Spojrzał na zegarek.Za godzinę miał być w hotelu Courtyard przy Madison Avenue.Nie musiał się przejmować ani swoim wyglądem ani ciuchami. W hotelu czekał na niego sztab stylistów i fotograf, który miał wizję, więc sam zdecyduje w co powinien być ubrany model reklamujący znana markę whiskey.
Goldsmith..... nic mu to nazwisko nie mówiło. Nie lubił pracować z nowymi fotografami.Zgodził się na pracę z kimś nowym tylko dlatego, że nalegał na to jego manager Mick i że gaża była warta tego ,żeby złamać zasady.
_________________________________________________________________________
Spojrzała na zegarek. Powinni byli zacząć kwadrans temu. Nie lubiła gdy ktoś nie szanował czasu innych ludzi. Nie przepadała za pracą z modelami i modelkami. Zawsze się spóźniali, wybrzydzali, strzelali fochy i wszystko wiedzieli najlepiej. Jeszcze raz sprawdziła aparaty i światło.Jeśli będzie się dalej spóźniał stracą piękny zachód słońca i będzie musiała pracować wyłącznie przy sztucznym oświetleniu. Specjalnie wybrała basen na dachu hotelu ze względu na panoramiczny widok i zachód słońca właśnie.
- Czy ktoś może do niego zadzwonić?- spytała jednego z asystentów
- Dzwoniliśmy ale nie odbiera.
- Damy mu jeszcze dziesięć minut i się zwijamy
Po dziesięciu minutach nadal go nie było.
- Kończymy! - zawołała i zaczęła pakować sprzęt.
Pracownik techniczny pogasił światła. Strata czasu, tego nie lubiła.

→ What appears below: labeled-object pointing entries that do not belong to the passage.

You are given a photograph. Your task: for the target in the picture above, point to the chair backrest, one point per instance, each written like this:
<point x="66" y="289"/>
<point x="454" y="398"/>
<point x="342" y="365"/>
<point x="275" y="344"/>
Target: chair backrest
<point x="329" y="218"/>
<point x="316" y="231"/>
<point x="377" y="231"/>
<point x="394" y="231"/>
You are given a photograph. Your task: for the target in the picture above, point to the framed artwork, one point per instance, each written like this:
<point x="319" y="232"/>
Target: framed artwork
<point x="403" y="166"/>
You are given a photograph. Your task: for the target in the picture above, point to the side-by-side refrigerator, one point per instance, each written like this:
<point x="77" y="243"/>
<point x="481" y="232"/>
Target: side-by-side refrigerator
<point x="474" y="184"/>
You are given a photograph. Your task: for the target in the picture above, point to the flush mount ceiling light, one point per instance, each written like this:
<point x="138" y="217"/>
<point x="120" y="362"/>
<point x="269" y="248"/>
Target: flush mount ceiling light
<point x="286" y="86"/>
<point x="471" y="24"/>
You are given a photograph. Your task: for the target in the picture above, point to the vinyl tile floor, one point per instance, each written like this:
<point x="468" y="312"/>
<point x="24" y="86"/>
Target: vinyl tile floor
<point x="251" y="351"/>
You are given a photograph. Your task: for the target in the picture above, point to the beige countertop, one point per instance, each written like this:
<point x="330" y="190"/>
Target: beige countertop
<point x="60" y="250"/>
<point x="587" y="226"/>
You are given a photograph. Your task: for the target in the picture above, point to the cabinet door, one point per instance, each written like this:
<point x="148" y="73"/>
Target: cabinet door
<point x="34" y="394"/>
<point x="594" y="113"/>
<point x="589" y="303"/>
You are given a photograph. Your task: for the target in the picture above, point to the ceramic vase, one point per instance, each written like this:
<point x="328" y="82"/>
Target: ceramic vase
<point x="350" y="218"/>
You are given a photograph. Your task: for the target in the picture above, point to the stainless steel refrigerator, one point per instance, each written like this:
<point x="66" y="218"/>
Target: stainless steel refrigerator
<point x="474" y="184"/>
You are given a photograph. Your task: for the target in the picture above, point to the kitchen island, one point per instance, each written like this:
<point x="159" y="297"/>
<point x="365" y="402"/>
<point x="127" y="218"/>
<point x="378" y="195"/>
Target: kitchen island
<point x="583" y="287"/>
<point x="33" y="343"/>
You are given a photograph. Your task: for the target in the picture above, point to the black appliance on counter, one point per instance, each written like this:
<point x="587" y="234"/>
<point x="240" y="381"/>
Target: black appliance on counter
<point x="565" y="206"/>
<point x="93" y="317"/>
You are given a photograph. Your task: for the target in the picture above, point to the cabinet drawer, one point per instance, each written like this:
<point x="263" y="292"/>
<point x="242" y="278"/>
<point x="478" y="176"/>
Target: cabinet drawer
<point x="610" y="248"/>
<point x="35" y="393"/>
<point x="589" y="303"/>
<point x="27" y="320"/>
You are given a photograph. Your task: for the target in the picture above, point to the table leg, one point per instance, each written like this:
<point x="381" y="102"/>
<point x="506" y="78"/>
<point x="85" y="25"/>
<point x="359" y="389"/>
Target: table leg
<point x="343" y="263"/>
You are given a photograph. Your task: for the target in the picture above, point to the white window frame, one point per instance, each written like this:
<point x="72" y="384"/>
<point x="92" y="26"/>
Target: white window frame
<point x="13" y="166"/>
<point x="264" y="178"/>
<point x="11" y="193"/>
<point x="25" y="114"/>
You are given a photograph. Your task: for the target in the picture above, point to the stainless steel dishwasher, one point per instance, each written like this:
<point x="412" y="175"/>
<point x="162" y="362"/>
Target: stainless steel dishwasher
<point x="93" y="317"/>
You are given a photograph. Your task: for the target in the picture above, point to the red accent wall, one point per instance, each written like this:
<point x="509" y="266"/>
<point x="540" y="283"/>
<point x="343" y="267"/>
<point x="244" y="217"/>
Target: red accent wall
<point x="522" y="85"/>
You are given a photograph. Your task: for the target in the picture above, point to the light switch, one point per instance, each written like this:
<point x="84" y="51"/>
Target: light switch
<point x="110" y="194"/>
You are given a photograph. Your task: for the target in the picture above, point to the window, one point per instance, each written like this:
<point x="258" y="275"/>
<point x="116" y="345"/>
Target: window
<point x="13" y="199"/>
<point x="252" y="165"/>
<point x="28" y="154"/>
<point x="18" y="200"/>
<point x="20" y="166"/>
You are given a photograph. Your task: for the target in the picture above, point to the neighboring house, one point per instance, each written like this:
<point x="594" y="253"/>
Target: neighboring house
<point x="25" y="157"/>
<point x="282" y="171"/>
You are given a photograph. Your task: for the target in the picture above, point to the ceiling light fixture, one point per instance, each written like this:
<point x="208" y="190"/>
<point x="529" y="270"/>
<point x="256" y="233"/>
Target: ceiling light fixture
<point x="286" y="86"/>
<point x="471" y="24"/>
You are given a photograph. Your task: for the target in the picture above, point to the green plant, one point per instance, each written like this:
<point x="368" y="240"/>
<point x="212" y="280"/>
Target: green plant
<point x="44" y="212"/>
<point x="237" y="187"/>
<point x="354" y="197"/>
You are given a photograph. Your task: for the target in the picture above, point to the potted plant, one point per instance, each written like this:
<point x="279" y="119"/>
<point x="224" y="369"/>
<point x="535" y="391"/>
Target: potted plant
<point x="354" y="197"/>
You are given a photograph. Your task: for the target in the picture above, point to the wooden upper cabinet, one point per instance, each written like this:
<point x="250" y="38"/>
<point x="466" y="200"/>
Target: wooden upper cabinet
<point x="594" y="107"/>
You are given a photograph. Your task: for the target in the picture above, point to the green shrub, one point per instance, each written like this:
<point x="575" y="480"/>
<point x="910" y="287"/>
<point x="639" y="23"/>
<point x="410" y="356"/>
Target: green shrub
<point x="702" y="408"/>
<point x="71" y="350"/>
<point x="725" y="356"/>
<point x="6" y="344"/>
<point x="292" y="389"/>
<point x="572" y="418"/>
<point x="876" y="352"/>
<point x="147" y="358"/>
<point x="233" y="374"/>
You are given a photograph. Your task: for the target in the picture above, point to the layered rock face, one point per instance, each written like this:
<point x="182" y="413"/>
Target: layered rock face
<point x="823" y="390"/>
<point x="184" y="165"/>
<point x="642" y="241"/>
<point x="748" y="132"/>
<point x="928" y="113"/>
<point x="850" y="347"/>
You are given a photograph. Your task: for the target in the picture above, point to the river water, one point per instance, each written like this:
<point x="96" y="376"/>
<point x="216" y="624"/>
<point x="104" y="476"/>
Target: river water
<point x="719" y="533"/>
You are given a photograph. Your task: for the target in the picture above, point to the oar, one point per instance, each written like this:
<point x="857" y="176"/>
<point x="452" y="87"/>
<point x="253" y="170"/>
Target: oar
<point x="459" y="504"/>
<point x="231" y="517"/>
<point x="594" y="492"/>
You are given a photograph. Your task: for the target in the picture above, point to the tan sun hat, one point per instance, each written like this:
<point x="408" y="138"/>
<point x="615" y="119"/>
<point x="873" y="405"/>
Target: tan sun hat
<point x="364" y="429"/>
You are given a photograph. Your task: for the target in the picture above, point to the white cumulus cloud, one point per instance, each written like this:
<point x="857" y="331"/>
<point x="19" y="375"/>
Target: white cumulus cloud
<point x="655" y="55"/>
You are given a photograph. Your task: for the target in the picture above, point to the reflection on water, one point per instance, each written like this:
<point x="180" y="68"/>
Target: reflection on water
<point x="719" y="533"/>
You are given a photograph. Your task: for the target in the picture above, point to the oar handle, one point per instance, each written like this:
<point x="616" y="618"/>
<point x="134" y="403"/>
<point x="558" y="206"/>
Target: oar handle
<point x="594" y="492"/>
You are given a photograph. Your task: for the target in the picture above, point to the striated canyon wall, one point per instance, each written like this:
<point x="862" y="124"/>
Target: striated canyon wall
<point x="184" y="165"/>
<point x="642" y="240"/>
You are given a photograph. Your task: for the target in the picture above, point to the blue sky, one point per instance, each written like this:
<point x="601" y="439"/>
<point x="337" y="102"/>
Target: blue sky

- Dziękuje wszystkim za poświęcony czas - pożegnała się i wyszła na korytarz
Zjechała windą na parking hotelowy. Ostrożnie umieściła torbę z aparatem w bagażniku swojego BMW.Na parking wjechał z piskiem opon czarny Maserati. Wysiadł z niego nie kto inny jak James Leyman. Podeszła do niego szybkim krokiem
- Pan Leyman prawda?- spytała rzeczowo
Zmierzył ją wzrokiem od góry do dołu i obdarzył uśmiechem pełnym wyrozumiałości. Wyciągnął z kieszeni marynarki długopis.
- Gdzie podpisać?- spytał
Nie wierzyła, naprawdę myślał, że chce od niego autograf.
- Najlepiej na czeku który zrekompensuje mi stracony czas panie Leyman- odpowiedziała chłodno - Milene Goldsmith - przedstawiła się ignorując jego wyciągniętą dłoń - sesja skończyła się pół godziny temu
Odwróciła się do niego plecami ,energicznym krokiem wróciła do samochodu, wsiadła i odjechała.